Early the next morning, the shelter called, claiming that my mother and I had something to do with Macey’s disappearance. My mother honestly told them she knew nothing about it, and they left it alone. Papers were posted at the shelter for anyone to report their knowledge of her whereabouts. My friend’s family quickly fell in love with Macey and told me they wanted to keep her. It seemed like a perfect ending. As much as I wanted to keep her, I knew she would be safer if she wasn’t at my house.
Mom and I spent our Saturdays at the shelter as if nothing had ever happened, until one day something seemed amiss with the shelter employees. Finally, the head volunteer spoke to the both of us, saying that Macey had been recovered from a local vet. Apparently my friend’s mother had taken her in for a check-up, and the vet scanned her micro-chip. Immediately they alerted our shelter and my friend was asked where he had gotten her. When he confessed all he knew, a shelter employee picked up Macey and she was euthanized the same day. Macey was gone before I even knew she was surrendered. I never even got a chance to say goodbye.
It was the very moment I discovered they put her down without even telling us, that I realized the true hatred I had for the shelter my mother and I put so much effort into. They knew why I did it, but all they thought of me was that I was a thief. My mother, only thinking of my safety, turned in her resignation letter for the both of us to keep the shelter from pressing charges. It was also in this moment that I realized how little control I had over my own life. Cascades of self-doubt and regret haunted my dreams. This regret was not for what I had done for her, but for my failure to protect her.
In the end, it was a loss for everyone. Macey was gone and all that I had gone through to save her seemed to be in vain. My mother, because of me, was forced to the leave the only job she ever loved. The animal shelter lost the only two people that would put as much time and effort into getting dogs adopted as we did. From time to time, I catch my mother looking at the shelter’s Petfinder page, and I know it gives my mother a heavy heart to see sloppy pictures and generic bios for the dogs.
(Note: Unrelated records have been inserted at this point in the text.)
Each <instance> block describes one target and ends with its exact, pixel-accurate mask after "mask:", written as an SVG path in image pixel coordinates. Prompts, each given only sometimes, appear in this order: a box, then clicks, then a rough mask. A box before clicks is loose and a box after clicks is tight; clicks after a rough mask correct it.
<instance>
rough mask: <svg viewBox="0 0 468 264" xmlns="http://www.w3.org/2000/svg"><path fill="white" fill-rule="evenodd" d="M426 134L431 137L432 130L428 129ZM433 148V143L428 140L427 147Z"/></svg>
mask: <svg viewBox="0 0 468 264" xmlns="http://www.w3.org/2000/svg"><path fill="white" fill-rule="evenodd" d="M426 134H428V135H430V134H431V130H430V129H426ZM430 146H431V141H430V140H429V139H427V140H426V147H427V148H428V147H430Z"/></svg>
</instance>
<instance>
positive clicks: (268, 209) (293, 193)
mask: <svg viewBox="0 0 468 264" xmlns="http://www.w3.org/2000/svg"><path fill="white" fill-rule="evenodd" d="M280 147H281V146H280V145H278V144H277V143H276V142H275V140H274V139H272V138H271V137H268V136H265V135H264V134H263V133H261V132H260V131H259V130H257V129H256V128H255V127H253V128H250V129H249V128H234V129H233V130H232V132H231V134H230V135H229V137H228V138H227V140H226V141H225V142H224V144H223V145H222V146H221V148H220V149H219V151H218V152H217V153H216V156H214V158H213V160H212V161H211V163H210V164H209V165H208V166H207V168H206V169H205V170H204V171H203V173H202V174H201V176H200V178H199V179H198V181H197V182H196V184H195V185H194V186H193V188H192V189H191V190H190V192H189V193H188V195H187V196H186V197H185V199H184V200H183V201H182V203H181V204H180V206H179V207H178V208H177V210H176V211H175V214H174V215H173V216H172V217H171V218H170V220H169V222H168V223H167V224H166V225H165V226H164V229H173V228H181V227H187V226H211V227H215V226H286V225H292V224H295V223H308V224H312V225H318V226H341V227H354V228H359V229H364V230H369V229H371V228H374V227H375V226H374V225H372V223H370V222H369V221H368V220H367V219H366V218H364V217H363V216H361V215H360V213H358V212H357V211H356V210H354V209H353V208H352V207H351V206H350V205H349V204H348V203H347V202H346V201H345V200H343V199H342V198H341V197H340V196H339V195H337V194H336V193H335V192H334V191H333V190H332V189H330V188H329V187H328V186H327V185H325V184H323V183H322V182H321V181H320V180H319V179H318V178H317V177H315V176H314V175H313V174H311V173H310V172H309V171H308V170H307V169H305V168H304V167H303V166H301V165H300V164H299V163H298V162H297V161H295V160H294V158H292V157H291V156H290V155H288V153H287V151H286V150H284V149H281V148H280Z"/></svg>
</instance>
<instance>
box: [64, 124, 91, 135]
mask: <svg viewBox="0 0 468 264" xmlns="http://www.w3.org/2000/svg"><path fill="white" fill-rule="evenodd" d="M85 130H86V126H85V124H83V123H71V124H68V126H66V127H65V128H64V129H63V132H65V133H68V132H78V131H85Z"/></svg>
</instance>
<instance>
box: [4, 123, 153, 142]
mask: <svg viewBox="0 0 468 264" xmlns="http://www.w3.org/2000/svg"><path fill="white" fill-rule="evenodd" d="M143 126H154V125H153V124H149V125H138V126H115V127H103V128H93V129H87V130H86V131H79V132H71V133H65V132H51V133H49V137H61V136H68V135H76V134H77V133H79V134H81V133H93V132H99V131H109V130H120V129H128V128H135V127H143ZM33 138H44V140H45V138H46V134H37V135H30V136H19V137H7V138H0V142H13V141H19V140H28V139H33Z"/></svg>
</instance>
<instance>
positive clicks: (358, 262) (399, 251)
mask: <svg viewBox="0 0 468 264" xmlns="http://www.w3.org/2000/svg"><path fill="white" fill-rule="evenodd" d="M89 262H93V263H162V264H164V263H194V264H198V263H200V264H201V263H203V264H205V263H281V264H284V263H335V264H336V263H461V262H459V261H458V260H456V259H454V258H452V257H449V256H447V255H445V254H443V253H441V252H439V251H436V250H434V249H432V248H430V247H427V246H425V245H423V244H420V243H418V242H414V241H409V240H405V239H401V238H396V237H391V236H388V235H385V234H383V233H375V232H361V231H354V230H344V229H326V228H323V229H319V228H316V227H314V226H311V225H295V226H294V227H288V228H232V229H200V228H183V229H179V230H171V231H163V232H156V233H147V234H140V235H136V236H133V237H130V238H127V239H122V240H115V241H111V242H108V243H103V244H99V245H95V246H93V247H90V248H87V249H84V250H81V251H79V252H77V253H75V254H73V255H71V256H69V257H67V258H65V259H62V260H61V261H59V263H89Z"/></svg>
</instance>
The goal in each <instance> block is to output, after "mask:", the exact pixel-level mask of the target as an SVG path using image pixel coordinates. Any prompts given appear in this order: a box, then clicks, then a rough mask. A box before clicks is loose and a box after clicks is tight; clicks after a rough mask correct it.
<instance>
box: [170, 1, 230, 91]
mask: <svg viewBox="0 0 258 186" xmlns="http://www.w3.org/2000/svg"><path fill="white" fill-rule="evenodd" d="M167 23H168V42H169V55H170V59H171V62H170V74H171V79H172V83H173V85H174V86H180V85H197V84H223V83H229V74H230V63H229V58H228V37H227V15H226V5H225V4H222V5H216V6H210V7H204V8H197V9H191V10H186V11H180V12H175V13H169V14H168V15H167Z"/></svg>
This is not the story that I will be known for. I will only be known for stealing, regardless of my intentions. All the effort that my mother and I put into saving dogs felt worthless because in reality, all we made was an insignificant dent. Some dogs just have flaws that cannot be overlooked. In the eyes of the shelter employees, Macey was broken. According to a staff of cynics, broken can’t be fixed.
Instructor Comments: Devin was asked to write a memoir as her first assignment in English 101. She has done a good job grappling with the meaning of her personal experience, an important aspect of this type of writing.